Friday, May 25, 2018

My/Your Bad Cancer Ass


There are days when I grow impatient with the grief that cancer brings. Dwelling so heavily in Cancerland takes its toll, and robs us of the need to celebrate. I’m not talking of a superficial hoo-ha Yay to the Pink Sisterhood kind of celebration; I’m remembering to check in on the parts of this body, this life, that are still healthy. Because you know what? There are big parts of this body that can still kick ass. Major ass.  Colossal, massive, Trump Tower ass.

In this spirit, and in the spirit of so many bad ass women and men I know, let us channel some serious badassery. Yours and mine. Shall we?

Things my bad ass can do (and please add yours!):

1. Make bad ass pancakes. With cloudberry jam and whipped cream.
2. EAT said pancakes with my ass all bad in my cheap wannabe Amish-ass chair. 
3. Write a little.
4. Run. Seriously slowly, but whoop there it is. I can still run!
5. Read good-ass books. (As opposed to bad bad-ass books, which are basically just bad.)
6. Make a mean cup of really dark coffee, and savor it. 
7. Look out the window and name a few nice-ass birds, a few butterflies.
8. Complain.

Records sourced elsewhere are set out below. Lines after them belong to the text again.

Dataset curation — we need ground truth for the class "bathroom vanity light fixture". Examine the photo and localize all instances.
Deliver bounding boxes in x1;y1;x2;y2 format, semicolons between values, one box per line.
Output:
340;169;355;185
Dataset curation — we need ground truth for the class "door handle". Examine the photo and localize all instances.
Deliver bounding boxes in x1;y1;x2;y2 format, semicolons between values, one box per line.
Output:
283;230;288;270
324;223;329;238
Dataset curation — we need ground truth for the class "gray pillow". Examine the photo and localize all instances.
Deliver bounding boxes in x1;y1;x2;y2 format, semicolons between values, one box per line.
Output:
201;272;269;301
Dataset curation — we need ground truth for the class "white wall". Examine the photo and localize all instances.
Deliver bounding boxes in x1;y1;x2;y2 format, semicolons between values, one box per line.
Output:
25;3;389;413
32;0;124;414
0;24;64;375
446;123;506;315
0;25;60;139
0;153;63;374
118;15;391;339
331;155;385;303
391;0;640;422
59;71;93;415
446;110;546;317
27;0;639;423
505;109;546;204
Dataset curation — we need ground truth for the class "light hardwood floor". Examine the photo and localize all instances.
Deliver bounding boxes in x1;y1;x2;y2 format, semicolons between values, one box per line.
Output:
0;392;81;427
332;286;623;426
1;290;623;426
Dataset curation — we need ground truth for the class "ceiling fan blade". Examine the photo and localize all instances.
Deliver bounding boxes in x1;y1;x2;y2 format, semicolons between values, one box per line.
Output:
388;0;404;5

Especially about traffic.
9. Avoid cleaning by listening to music, petting the cute-assed cat, straightening a few loose papers.
10. Compose the most badass-mediocre poems, complete with a side of fries.
11. Throw out a few wildflower seeds and lo: a most ass-bad posterior patty melt of random flora. 
12. Forget important things, like my cell phone, or my purse. Spank me!
13. Interrupt my husband in the middle of a long-winded and oft-repeated story that I know the punchline to. It’s not my best moment, but if there’s one requisite for Big Bad Badassery, it’s truth. (Don’t tell it slant.) (Sorry honey.)
14. Seriously shop online, resulting in 1) one unopened badminton set and 2) a feline leash that, upon the first attempt to place it on our cat, resulted in her “disappearance” for several days and her now-severe PTSD around string. 
15. Ability to swallow four large chemotherapy pills in rapid succession!
16. Gargle – badassedly - with salt water. (Helps with the mouth sores.)
17. Lose hair, then look directly into the mirror. 
18. Say to myself:  I am bald. I am a badass. 
19. Sleep. Nap.
20. Imagine full recovery. Imagine seeing my kid graduate from high school.
21. Recite and dance to this video with Peter Dinkler. Space pants!

Because silliness is necessary, and because laughter heals: What, dear reader, are your badass superpowers? What gets you through these crazy days?